Looking at the 2D image you obviously won't know what was behind the girl, making a 3D image difficult to create, so Declipse steps in, depicts the background layer, and creates the missing picture information using specially-created algorithms. It works in a stereoscopic image because you're not having to create all of the missing information - you're not showing a 360-degree view here.

It is, of course, easier if the 3D image has been created in full already, as is done with computer-generated images like animation, graphics and video games. In that case, Declipse simply takes the existing 3D data - via plugins for programs like Autodesk Maya and Ulead's 3D Studio Max - and uses that to show 3D on the display.
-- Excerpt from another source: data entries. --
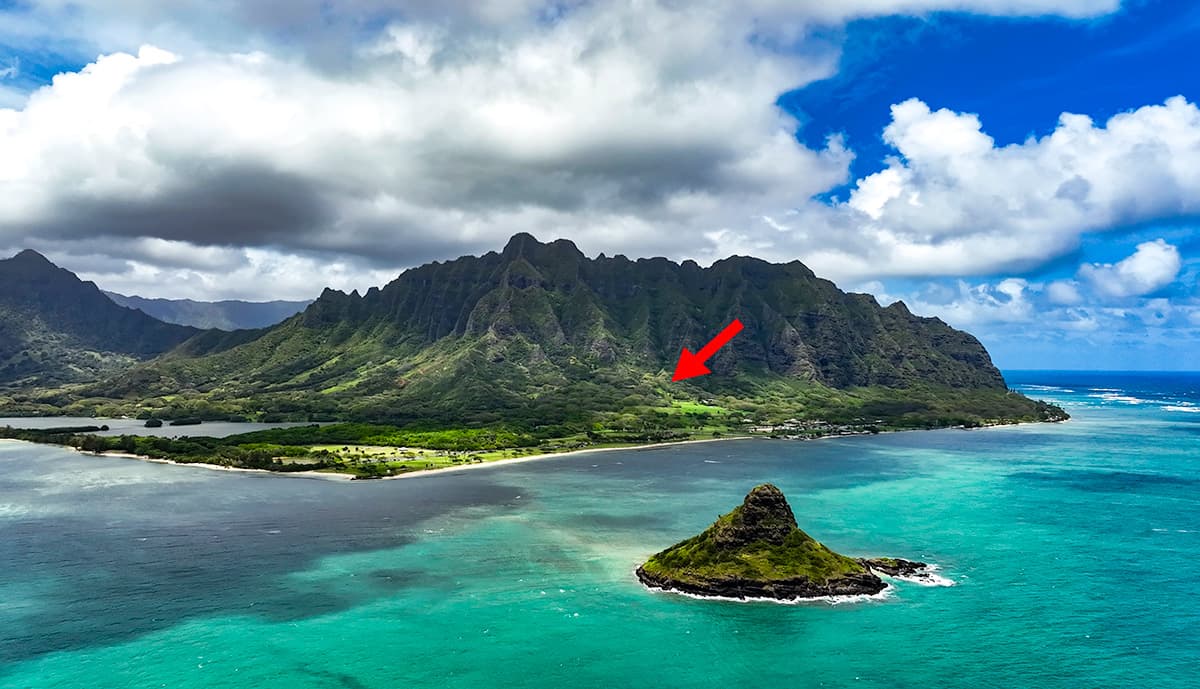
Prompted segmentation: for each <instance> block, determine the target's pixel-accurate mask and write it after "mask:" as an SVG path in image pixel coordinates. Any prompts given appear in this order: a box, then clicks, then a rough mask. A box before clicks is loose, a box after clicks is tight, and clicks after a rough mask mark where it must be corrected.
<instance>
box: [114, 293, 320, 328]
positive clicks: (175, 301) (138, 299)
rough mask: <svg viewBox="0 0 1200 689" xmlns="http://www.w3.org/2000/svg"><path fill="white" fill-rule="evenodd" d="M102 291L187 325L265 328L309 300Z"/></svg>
mask: <svg viewBox="0 0 1200 689" xmlns="http://www.w3.org/2000/svg"><path fill="white" fill-rule="evenodd" d="M104 295H106V296H108V298H109V299H112V300H113V301H115V302H116V304H119V305H121V306H128V307H130V308H138V310H140V311H142V312H144V313H148V314H150V316H154V317H155V318H157V319H158V320H163V322H167V323H175V324H178V325H191V326H193V328H204V329H209V328H220V329H221V330H245V329H254V328H269V326H271V325H275V324H276V323H280V322H281V320H284V319H287V318H290V317H292V316H295V314H296V313H299V312H301V311H304V310H305V307H306V306H308V305H310V304H312V302H311V301H239V300H226V301H194V300H192V299H146V298H144V296H126V295H124V294H118V293H115V292H104Z"/></svg>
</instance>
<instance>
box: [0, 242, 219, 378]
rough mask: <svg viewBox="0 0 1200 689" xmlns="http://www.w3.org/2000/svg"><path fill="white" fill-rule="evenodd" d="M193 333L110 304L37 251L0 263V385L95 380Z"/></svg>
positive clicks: (88, 287) (166, 346) (92, 288)
mask: <svg viewBox="0 0 1200 689" xmlns="http://www.w3.org/2000/svg"><path fill="white" fill-rule="evenodd" d="M197 332H198V330H196V329H194V328H184V326H180V325H172V324H168V323H162V322H161V320H156V319H154V318H151V317H150V316H146V314H145V313H143V312H140V311H137V310H133V308H125V307H122V306H118V305H116V304H113V301H110V300H109V299H108V298H107V296H104V294H103V293H101V290H100V289H98V288H97V287H96V286H95V284H94V283H91V282H83V281H80V280H79V278H78V277H76V275H74V274H72V272H71V271H68V270H64V269H61V268H58V266H56V265H54V264H53V263H50V262H49V260H47V259H46V258H44V257H43V256H42V254H40V253H37V252H35V251H23V252H20V253H18V254H17V256H14V257H12V258H8V259H5V260H0V388H14V387H24V388H28V387H47V385H55V384H61V383H70V382H78V381H95V379H96V378H97V377H98V376H102V375H109V373H112V372H114V371H119V370H122V369H127V367H128V366H131V365H132V364H134V363H137V361H139V360H144V359H150V358H152V357H155V355H157V354H161V353H163V352H166V351H168V349H170V348H173V347H175V346H178V344H179V343H180V342H182V341H185V340H187V338H188V337H192V336H193V335H196V334H197Z"/></svg>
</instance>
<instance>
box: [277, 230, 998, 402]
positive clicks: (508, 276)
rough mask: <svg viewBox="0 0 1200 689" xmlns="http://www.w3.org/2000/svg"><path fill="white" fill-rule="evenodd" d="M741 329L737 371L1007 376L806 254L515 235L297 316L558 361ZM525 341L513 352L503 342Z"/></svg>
mask: <svg viewBox="0 0 1200 689" xmlns="http://www.w3.org/2000/svg"><path fill="white" fill-rule="evenodd" d="M734 317H737V318H740V319H742V322H743V323H744V324H745V325H746V329H745V331H744V332H743V334H742V335H739V336H738V338H737V340H734V341H733V343H732V346H731V347H728V348H726V349H724V351H722V352H721V353H720V354H719V355H718V357H716V359H715V360H714V363H713V365H712V367H713V370H714V371H715V372H718V373H722V375H726V376H727V375H730V373H733V372H734V371H742V372H755V373H764V375H775V376H790V377H799V378H805V379H811V381H815V382H818V383H822V384H827V385H829V387H833V388H851V387H869V385H884V387H904V385H907V384H911V383H914V382H918V381H919V382H922V383H923V384H934V385H948V387H970V388H995V389H1002V388H1003V387H1004V382H1003V378H1002V377H1001V375H1000V372H998V371H997V370H996V367H995V366H992V364H991V360H990V358H989V357H988V353H986V351H985V349H984V348H983V346H982V344H979V342H978V341H977V340H976V338H974V337H972V336H971V335H967V334H966V332H961V331H958V330H954V329H952V328H949V326H948V325H946V324H944V323H942V322H941V320H937V319H934V318H919V317H916V316H913V314H912V313H910V312H908V310H907V308H906V307H905V306H904V305H902V304H899V302H898V304H895V305H892V306H889V307H887V308H882V307H880V306H878V304H876V302H875V299H874V298H871V296H869V295H865V294H846V293H844V292H841V290H839V289H838V288H836V287H835V286H834V284H833V283H832V282H829V281H826V280H821V278H818V277H816V276H815V275H814V274H812V271H810V270H809V269H808V268H805V266H804V265H803V264H800V263H798V262H792V263H788V264H770V263H767V262H763V260H760V259H756V258H746V257H732V258H727V259H725V260H719V262H716V263H715V264H713V265H712V266H709V268H701V266H698V265H697V264H696V263H694V262H684V263H683V264H676V263H672V262H670V260H667V259H664V258H653V259H638V260H630V259H628V258H625V257H623V256H618V257H613V258H607V257H604V256H601V257H600V258H595V259H589V258H587V257H586V256H583V253H581V252H580V251H578V250H577V248H576V247H575V245H574V244H571V242H570V241H566V240H557V241H553V242H550V244H541V242H539V241H538V240H535V239H534V238H533V236H530V235H528V234H518V235H516V236H514V238H512V239H511V240H510V241H509V244H508V245H506V246H505V247H504V250H503V251H502V252H499V253H494V252H493V253H487V254H485V256H481V257H470V256H468V257H463V258H458V259H456V260H451V262H448V263H432V264H428V265H424V266H420V268H416V269H413V270H409V271H406V272H404V274H402V275H401V276H400V277H398V278H396V280H395V281H394V282H391V283H390V284H388V286H386V287H384V288H383V289H372V290H370V292H367V293H366V294H364V295H359V294H356V293H354V294H349V295H347V294H342V293H337V292H332V290H326V292H325V294H323V295H322V296H320V299H318V300H317V302H316V304H313V306H312V307H310V310H308V311H307V312H306V313H305V314H304V316H302V320H301V323H302V324H304V325H306V326H312V328H324V326H326V325H329V324H331V323H337V324H342V325H348V326H353V328H356V329H365V328H370V329H380V328H383V329H386V330H390V331H391V332H392V335H394V336H395V337H397V338H401V340H408V341H415V342H420V343H422V344H425V346H428V344H432V343H434V342H438V341H442V340H445V338H455V340H460V341H463V342H476V341H484V342H486V343H491V344H492V346H493V348H494V349H497V351H498V352H497V353H498V354H500V355H509V354H511V355H516V354H518V352H516V349H520V351H521V352H520V354H523V355H529V353H528V352H526V349H536V354H533V355H534V357H545V358H546V359H548V360H551V361H556V363H560V361H564V360H569V359H576V360H581V361H587V363H593V364H604V363H612V361H616V360H618V359H619V360H628V361H632V363H636V364H638V365H640V366H642V367H646V369H658V367H668V366H671V365H673V364H674V360H676V358H678V355H679V349H680V348H682V347H683V346H685V344H697V343H702V342H704V341H706V340H707V338H708V337H709V336H710V335H712V334H714V332H716V331H718V330H720V328H721V326H724V325H725V324H727V323H728V322H730V320H731V319H732V318H734ZM512 341H520V346H518V347H517V348H516V349H515V351H512V352H505V349H508V347H506V343H509V342H512Z"/></svg>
Just imagine what your favourite video games would be like if you could really play them in three dimensions?

A 3D future

The obvious drawback with any of this right now is that you need content that's been specially created - either during the production process, or in post-production.

That obviously means you can't watch regular TV in 3D, no matter how much you like the idea of a three-dimensional Fiona Bruce sitting in your lounge, while reading the news.

However, Teuwsen does hold out some hope. Since creating 3D image from 2D is simply about data processing, it's only a matter of time before the technology can be packaged inside the video processors that make up ordinary TVs.

We may not have to wait too long. In January, at CES 2008, some of the biggest names in tech showed off prototype 3D TVs that could go on sale as early as 2009 or 2010. Business users, of course, can already pick up a range of WOWvx displays from Philips, with the 42-inch 3D display costing around €7,000 (£5,539).

"It's just one way to stand out, Bjorn Teuwsen says, "from the 3,000 advertising messages we receive every day."

Is 3D a vision too far?

Stereoscopic images have been around for 150 years or so, but the first moving 3D images appeared in cinemas during the 1950s as a way for Hollywood studios to compete against the rising threat of television. Of course then, as now, displaying a 3D image has required viewers to wear glasses (either stereoscopic, or those with red and green lenses), which are not only inconvenient, but can be uncomfortable too.

Part of the reason for that is that 3D images can induce dizziness, or nausea. This is due to cone transitions - the crossing over of one part of a stereoscopic image designed for one eye appearing in the other, causing blurriness and eye-strain.

Teuwsen says Philips has largely been able to minimise effects this with its 3D displays to the extent that it's now barely noticeable. After all feelings of nausea are the last things advertisers want you to feel when faced with a 3D representation of their produce.